L’auteur ne repousse pas le concept de la division internationale du travail, pourvu que celui-ci tourne à l’avantage de l’humanité toute entière et pas seulement à l’avantage de quelques-uns. Le rapport impérialiste actuel, qui impose à l’Afrique la fourniture de matières premières aux pays industrialisés, finit par gâcher sa raison d’échange puisque, pendant que les prix des matières premières diminuent, ceux des produits finis augmentent. De plus, l’absence d’industries locales empêche la formation de cadres techniques et permet le maintien d’une mentalité paysanne et un chômage croissant de la population active éliminée de l’agriculture par suite des progrès techniques.
C’est ici qu’apparait l’insuffisance que nous faisions remarquer des perspectives de luttes politiques souhaitées par l’auteur.
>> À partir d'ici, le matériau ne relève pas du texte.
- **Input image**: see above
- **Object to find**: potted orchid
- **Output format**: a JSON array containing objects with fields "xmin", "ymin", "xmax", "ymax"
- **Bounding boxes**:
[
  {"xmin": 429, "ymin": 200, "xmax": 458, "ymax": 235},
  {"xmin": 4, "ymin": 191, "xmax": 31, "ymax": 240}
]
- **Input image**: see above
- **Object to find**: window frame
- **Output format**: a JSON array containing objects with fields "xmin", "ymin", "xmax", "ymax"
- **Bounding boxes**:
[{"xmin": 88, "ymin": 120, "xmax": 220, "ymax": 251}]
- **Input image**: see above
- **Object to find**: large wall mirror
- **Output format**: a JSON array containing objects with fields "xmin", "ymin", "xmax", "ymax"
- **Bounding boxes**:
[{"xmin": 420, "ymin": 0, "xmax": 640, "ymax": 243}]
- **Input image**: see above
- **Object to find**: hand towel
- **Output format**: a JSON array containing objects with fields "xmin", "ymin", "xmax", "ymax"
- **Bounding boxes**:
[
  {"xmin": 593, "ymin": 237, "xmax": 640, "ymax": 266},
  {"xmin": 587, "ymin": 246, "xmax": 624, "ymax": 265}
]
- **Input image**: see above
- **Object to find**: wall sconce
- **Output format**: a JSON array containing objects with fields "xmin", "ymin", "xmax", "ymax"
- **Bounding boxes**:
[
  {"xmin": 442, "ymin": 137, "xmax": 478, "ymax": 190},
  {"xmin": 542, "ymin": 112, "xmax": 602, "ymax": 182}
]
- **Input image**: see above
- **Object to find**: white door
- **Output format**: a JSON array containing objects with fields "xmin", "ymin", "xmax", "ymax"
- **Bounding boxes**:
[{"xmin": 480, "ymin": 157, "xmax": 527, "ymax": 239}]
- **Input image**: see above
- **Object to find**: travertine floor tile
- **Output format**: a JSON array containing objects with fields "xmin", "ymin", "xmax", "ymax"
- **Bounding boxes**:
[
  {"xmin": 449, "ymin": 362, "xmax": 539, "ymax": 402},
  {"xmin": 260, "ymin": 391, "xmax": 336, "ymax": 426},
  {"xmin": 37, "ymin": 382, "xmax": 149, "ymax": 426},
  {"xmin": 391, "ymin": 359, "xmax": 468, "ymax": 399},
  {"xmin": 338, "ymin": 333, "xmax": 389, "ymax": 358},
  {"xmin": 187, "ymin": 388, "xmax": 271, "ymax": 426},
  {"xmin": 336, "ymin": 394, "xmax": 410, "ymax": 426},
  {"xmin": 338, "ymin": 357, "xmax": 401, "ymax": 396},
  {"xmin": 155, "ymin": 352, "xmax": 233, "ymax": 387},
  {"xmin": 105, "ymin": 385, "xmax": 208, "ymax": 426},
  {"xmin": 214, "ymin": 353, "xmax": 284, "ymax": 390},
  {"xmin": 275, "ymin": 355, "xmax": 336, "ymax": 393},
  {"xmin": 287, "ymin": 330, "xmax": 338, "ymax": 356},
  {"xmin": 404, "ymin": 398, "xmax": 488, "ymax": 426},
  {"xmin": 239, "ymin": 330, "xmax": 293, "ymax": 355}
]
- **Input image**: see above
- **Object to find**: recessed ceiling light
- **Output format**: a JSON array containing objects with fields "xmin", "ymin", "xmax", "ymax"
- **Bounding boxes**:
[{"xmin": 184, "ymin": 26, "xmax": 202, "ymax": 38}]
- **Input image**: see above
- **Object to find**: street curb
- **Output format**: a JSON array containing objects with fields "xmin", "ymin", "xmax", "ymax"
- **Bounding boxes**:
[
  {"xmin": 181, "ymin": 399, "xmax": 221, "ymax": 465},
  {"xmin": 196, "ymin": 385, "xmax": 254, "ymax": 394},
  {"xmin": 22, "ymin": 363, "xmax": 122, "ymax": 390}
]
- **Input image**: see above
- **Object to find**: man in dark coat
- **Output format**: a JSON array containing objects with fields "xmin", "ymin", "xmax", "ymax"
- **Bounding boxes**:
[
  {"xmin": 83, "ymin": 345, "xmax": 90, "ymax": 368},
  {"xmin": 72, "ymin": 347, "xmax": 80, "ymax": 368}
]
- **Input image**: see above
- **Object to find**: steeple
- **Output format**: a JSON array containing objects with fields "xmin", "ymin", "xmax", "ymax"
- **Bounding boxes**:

Après avoir souligné comment, sur le plan social, se sont formées en Afrique des classes bourgeoises constituées de bureaucrates, de militaires et de tous ceux qui participent au commerce d’import-export et en bénéficient, à qui s’oppose la masse des paysans exploités, il souligne comment il faut remplacer les actuels régimes de parti unique par une structure beaucoup plus démocratique.
Pour Sanan-Kinsam, le rôle d’avant-garde révolutionnaire ne peut être rempli par les intellectuels du Continent qui ne comprennent pas la culture africaine et voudraient tout simplement mettre en place des modèles valables pour les pays occidentaux où ils ont étudié.
C’est ici que se pose la question de savoir s’il existe aujourd’hui en Afrique, dans la jeunesse, la conscience (de classe) de devoir non seulement restructurer l’économie des pays africains en diversifiant l’agriculture, en modifiant avec le système coopératif de production et de distribution le rapport de propriété, mais aussi d’instaurer une coopération interafricaine de développement économique qui, comme le même auteur le suggère, devrait calquer les formes d’association étroite déjà mises en pratique par le pays de la Communauté Economique Européenne.
Dans une telle mesure, de plus, l’impérialisme international pourrait consentir à cette révolution et en supporter les conséquences en perpétuant les termes actuels du bipolarisme déclinant russo-américain et la division politique de l’Europe.